Done. Much better : )

codecov · 2021-03-02T20:55:55Z

Codecov Report

Merging #11296 (7246df4) into master (2d9c666) will increase coverage by 0.64%.
The diff coverage is n/a.

@@            Coverage Diff             @@
##           master   #11296      +/-   ##
==========================================
+ Coverage   83.04%   83.68%   +0.64%     
==========================================
  Files         469      438      -31     
  Lines       58472    58731     +259     
==========================================
+ Hits        48556    49151     +595     
+ Misses       9916     9580     -336

Impacted Files	Coverage Δ
...python/apache_beam/examples/wordcount_dataframe.py	`0.00% <0.00%> (-92.60%)`	⬇️
...sdks/python/apache_beam/utils/interactive_utils.py	`87.80% <0.00%> (-7.44%)`	⬇️
...thon/apache_beam/runners/worker/sdk_worker_main.py	`72.26% <0.00%> (-5.92%)`	⬇️
...n/apache_beam/runners/direct/test_direct_runner.py	`37.50% <0.00%> (-4.81%)`	⬇️
...tes/tox/py38/build/srcs/sdks/python/test_config.py	`66.66% <0.00%> (-4.77%)`	⬇️
...s/sdks/python/apache_beam/runners/test/__init__.py	`66.66% <0.00%> (-4.77%)`	⬇️
...ld/srcs/sdks/python/apache_beam/io/gcp/__init__.py	`80.00% <0.00%> (-4.62%)`	⬇️
...thon/apache_beam/runners/worker/channel_factory.py	`75.00% <0.00%> (-3.95%)`	⬇️
...python/apache_beam/examples/streaming_wordcount.py	`30.55% <0.00%> (-3.66%)`	⬇️
...s/python/apache_beam/io/gcp/bigquery_file_loads.py	`87.50% <0.00%> (-3.61%)`	⬇️
... and 450 more

Continue to review full report at Codecov.

Legend - Click here to learn more
Δ = absolute <relative> (impact), ø = not affected, ? = missing data
Powered by Codecov.

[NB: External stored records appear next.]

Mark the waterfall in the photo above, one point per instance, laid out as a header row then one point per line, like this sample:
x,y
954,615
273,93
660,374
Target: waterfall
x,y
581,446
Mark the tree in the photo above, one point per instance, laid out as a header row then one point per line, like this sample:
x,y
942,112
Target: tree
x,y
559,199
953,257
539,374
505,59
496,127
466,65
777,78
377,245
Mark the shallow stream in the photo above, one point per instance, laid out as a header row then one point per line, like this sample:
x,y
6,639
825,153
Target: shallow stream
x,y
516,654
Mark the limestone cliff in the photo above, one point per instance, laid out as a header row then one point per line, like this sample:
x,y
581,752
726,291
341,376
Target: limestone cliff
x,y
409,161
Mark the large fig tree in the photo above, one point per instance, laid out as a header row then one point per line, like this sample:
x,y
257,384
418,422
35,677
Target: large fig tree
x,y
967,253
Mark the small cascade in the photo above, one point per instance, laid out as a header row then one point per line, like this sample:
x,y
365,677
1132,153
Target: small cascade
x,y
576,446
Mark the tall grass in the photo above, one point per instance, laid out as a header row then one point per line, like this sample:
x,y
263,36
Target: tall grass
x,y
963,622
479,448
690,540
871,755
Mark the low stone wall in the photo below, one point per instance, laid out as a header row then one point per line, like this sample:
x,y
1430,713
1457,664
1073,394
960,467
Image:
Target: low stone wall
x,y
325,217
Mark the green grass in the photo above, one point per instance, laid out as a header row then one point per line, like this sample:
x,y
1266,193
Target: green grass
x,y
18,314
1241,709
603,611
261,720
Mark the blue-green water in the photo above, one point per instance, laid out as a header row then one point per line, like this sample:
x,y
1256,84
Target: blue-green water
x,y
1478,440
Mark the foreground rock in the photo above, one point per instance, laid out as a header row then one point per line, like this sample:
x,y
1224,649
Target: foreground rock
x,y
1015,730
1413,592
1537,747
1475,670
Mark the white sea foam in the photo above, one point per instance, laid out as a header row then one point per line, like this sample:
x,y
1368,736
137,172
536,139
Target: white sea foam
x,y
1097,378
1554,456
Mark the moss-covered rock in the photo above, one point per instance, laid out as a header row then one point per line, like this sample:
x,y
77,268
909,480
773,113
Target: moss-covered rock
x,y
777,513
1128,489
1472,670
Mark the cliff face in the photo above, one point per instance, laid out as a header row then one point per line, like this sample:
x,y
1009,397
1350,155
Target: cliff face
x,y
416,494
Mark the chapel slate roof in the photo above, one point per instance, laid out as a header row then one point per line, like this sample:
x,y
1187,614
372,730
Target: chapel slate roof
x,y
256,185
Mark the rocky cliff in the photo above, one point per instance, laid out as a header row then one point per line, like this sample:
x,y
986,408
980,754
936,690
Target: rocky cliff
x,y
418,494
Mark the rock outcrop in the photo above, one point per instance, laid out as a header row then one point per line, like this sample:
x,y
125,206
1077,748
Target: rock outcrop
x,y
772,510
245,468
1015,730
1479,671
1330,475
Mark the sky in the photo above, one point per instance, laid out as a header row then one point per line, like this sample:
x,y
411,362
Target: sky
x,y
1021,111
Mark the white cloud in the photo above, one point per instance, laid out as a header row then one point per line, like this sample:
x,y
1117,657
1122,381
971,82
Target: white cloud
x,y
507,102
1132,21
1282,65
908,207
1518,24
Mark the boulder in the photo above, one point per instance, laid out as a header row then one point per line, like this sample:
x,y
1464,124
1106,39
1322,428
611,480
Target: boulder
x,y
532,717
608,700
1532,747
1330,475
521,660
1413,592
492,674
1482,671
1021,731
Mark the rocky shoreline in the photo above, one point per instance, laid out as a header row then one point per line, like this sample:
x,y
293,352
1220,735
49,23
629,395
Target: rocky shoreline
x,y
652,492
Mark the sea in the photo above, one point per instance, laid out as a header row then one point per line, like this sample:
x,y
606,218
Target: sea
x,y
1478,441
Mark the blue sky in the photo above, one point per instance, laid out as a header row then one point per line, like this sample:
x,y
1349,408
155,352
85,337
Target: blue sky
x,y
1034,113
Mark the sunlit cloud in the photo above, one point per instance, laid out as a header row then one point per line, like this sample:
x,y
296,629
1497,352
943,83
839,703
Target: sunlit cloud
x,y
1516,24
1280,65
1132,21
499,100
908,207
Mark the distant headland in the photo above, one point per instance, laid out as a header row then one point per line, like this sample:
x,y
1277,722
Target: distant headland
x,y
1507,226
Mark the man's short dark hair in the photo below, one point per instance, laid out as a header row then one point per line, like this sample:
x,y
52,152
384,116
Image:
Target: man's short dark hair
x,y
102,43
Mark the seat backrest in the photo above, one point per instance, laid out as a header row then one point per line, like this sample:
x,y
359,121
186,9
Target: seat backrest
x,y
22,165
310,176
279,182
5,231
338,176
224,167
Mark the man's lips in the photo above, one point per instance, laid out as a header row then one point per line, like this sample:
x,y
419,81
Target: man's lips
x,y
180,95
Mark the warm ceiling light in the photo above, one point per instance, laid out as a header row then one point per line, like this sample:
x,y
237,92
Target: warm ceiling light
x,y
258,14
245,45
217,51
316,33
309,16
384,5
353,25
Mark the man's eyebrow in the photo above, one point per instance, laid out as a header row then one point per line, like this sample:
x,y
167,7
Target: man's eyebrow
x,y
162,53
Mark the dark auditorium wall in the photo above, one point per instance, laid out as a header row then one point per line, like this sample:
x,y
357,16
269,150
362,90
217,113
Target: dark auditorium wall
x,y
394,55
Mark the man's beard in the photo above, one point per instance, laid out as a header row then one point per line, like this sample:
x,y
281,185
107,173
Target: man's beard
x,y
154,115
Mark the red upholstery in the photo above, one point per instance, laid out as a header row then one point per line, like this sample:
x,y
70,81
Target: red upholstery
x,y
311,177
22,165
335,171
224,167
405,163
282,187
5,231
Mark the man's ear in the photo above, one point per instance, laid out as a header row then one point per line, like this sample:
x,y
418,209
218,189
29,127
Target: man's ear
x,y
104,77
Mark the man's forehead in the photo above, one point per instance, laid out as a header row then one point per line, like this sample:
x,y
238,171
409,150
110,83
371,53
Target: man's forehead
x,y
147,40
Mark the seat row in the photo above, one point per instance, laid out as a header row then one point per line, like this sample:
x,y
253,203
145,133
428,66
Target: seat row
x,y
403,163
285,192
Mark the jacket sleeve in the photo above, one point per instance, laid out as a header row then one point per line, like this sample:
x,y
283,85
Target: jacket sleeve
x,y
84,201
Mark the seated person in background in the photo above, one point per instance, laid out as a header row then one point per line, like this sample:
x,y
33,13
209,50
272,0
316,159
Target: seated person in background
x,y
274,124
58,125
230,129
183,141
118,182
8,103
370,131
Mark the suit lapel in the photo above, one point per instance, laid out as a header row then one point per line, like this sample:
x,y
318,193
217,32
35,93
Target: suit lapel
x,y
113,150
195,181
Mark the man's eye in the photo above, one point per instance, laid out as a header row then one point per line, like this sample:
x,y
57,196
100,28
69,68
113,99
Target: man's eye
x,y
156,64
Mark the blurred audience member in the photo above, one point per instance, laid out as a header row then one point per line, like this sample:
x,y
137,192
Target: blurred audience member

Last update 1f35e2f...7246df4. Read the comment docs.

pabloem · 2021-03-02T21:09:47Z

also rebased against master

pabloem · 2021-03-12T00:30:00Z

@robertwb PTAL

pabloem · 2021-03-16T17:37:06Z

@robertwb PTAL

pabloem · 2021-03-22T21:17:49Z

@robertwb PTAL

pabloem · 2021-03-29T19:38:14Z

@robertwb PTAL

pabloem · 2021-03-31T20:50:34Z

@y1chi do you think you have time to take a look at this PR?

pabloem · 2021-04-14T20:16:56Z

@y1chi PTAL?

y1chi · 2021-04-14T21:26:07Z

@y1chi PTAL?

Will do.

y1chi

Is there any test we can use for validating the watermark logic?

y1chi · 2021-04-14T21:40:45Z

sdks/python/apache_beam/runners/portability/fn_api_runner/execution.py

+        if t.spec.urn == bundle_processor.DATA_INPUT_URN
+    }
+    self.watermark_manager = WatermarkManager(stages)
+    # self.watermark_manager.show()


y1chi · 2021-04-14T21:58:05Z

sdks/python/apache_beam/runners/portability/fn_api_runner/fn_runner.py

+          assert (
+              runner_execution_context.watermark_manager.get_stage_node(
+                  bundle_context_manager.stage.name
+              ).input_watermark() == timestamp.MAX_TIMESTAMP), (


output_watermark()?

initially I'm checking the input_watermark. I'll add a more advanced check in a follow-up change that updates the runner to support per-bundle execution (instead of per-stage)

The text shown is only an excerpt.